Global rights group, Amnesty International, says at least 12 protesters were killed at the Lekki tollgate plaza and at the Alausa areas of Lagos State, adding that like in previous killings, security agents hid some of the corpses of the protesters.
It said since the #EndSARS protests began, 56 people had been killed while 38 of them were killed on Tuesday alone.
Amnesty said this in a statement on Wednesday titled, ‘Nigeria: Killing of #EndSARS protesters by the military must be investigated’.
The statement read in part, “An on-the-ground investigation by Amnesty International has confirmed that the Nigerian Army and police killed at least 12 peaceful protesters yesterday (Tuesday) at two locations in Lagos.
“The killings took place in Lekki and Alausa, where thousands were protesting against police brutality as part of the #EndSARS movement.”
AI stated that evidence gathered from eyewitnesses, video footage and hospital reports confirm that between 6.45pm and 9pm on Tuesday, October 20, the Nigerian military opened fire on thousands of people who were peacefully calling for good governance and an end to police brutality.
Country Director of Amnesty International, Nigeria, Osai Ojigho, said the soldiers had only one intention, which was murder.

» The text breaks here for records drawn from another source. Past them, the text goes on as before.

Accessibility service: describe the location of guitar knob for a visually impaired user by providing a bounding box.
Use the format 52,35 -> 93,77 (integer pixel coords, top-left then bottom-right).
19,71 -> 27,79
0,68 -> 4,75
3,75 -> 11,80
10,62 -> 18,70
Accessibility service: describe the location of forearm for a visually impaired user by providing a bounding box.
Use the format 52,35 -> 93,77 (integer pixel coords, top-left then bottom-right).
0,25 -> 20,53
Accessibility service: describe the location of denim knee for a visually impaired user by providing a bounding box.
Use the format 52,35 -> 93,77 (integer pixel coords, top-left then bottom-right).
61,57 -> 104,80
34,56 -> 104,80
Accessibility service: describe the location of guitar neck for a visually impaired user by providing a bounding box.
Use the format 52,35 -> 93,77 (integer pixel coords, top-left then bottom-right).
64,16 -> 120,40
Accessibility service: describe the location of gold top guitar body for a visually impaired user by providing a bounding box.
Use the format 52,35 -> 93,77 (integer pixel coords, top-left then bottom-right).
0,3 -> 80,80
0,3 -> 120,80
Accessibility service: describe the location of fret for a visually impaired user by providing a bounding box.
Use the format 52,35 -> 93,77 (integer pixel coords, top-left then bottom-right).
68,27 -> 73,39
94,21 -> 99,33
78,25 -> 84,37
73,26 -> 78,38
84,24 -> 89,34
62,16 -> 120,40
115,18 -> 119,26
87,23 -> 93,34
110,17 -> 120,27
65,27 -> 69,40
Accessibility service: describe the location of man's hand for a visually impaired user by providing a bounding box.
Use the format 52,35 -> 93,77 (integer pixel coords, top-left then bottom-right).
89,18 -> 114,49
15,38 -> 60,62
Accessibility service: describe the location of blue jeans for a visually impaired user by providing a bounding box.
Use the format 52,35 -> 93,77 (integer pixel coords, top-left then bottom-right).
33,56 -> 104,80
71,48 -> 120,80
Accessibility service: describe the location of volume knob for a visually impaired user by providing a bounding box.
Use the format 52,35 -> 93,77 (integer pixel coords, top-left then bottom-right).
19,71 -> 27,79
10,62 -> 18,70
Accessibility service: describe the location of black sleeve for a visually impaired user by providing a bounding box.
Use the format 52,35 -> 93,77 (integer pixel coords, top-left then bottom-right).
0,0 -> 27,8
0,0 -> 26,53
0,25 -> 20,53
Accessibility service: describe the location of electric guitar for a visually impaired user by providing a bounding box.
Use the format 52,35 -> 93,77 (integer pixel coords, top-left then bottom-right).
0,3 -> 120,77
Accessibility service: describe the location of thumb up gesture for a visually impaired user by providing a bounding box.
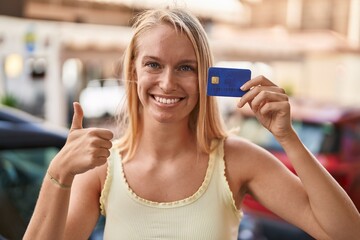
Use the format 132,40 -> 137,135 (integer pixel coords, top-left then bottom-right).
52,102 -> 113,179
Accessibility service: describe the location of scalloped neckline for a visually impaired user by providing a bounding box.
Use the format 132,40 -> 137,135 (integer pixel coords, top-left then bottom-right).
119,152 -> 215,208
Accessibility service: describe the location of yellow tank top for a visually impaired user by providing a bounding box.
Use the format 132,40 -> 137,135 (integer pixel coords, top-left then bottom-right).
100,141 -> 242,240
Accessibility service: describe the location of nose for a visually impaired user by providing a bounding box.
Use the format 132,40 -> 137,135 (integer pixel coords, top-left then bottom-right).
159,69 -> 177,93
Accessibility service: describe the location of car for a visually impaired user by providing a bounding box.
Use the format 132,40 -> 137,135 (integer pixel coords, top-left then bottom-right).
0,105 -> 68,239
231,99 -> 360,240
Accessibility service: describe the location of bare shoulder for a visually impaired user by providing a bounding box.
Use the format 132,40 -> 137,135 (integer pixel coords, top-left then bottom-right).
224,136 -> 271,167
224,136 -> 279,187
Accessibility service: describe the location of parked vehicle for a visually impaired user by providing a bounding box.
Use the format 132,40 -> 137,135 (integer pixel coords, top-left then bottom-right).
0,106 -> 68,239
235,100 -> 360,240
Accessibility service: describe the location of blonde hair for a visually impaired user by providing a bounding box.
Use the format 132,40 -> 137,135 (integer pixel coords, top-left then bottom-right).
116,8 -> 226,160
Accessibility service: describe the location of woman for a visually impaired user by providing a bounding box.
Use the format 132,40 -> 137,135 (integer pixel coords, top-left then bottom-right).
24,9 -> 360,239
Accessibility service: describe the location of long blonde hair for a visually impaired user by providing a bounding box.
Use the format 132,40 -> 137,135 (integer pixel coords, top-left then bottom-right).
116,8 -> 226,160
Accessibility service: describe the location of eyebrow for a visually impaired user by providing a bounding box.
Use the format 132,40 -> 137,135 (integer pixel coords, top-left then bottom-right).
142,55 -> 197,65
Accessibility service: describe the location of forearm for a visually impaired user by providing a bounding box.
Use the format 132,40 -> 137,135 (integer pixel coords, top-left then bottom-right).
24,169 -> 71,240
279,128 -> 360,239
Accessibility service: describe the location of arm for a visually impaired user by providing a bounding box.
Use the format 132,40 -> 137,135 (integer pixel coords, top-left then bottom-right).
238,77 -> 360,239
24,103 -> 113,239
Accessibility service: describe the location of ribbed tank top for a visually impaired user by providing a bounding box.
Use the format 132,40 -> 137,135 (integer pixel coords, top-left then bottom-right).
100,140 -> 242,240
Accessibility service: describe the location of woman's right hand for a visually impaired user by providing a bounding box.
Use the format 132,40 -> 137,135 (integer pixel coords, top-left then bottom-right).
48,102 -> 113,185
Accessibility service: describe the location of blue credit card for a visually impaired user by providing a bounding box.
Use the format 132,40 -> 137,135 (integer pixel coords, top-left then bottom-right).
207,67 -> 251,97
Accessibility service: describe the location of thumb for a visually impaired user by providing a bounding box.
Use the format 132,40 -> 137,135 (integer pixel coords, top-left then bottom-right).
70,102 -> 84,130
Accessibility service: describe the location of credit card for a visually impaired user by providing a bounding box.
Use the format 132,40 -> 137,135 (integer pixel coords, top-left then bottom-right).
207,67 -> 251,97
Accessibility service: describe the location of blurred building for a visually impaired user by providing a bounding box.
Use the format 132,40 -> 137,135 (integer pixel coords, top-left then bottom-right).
0,0 -> 360,125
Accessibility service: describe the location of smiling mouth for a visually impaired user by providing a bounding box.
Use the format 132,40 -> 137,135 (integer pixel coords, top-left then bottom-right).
153,96 -> 184,104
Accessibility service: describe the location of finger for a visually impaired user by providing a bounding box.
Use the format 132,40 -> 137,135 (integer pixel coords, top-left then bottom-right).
251,91 -> 288,111
93,138 -> 112,149
96,148 -> 110,158
240,75 -> 276,91
96,128 -> 114,140
237,86 -> 286,108
70,102 -> 84,130
260,101 -> 290,116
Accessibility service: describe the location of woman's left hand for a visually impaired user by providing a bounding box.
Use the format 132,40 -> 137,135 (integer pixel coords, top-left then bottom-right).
237,76 -> 292,140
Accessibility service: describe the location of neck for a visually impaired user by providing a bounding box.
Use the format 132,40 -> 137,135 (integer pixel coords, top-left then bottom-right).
138,116 -> 197,161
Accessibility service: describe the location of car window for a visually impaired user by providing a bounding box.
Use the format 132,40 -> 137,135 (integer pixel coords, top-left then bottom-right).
342,120 -> 360,161
239,117 -> 339,154
0,147 -> 59,222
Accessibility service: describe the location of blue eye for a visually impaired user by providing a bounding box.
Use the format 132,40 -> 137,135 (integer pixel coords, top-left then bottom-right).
179,65 -> 194,71
145,62 -> 160,69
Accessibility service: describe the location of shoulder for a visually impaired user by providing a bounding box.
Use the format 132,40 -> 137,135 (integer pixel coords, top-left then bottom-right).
224,136 -> 270,161
224,136 -> 276,182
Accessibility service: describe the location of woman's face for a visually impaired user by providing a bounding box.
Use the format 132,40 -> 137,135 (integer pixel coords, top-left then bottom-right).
135,24 -> 199,123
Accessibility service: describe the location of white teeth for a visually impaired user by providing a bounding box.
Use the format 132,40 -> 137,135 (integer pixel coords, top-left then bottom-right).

The statement further read, “Witnesses at the Lekki protest ground told Amnesty International that solders arrived at about 6:45pm local time on Tuesday and opened fire on #EndSARS protesters without warning.
“Eyewitnesses at the Alausa protest ground said they were attacked by a team of soldiers and policemen from the Rapid Response Squad Unit at about 8pm, leaving at least two people dead and one critically injured.
“Opening fire on peaceful protesters is a blatant violation of people’s rights to life, dignity, freedom of expression and peaceful assembly. Soldiers, clearly, had one intention – to kill without consequences.”
AI said it received reports that shortly before the shootings, CCTV cameras at the Lekki tollgate, where #EndSARS protesters had been camped for two weeks, were removed by government officials and the electricity was cut – a clear attempt to hide evidence.
It said as in previous cases documented by Amnesty International, some of those killed and injured at both grounds were allegedly taken away by the military.
“These shootings clearly amount to extrajudicial executions. There must be an immediate investigation and suspected perpetrators must be held accountable through fair trials. Authorities must ensure access to justice and effective remedies for the victims and their families,” AI said.
It said at least 56 people had died across the country since the protest began, with about 38 killed on Tuesday alone.
It said victims include protesters and thugs who were allegedly hired by the authorities to confront the protesters.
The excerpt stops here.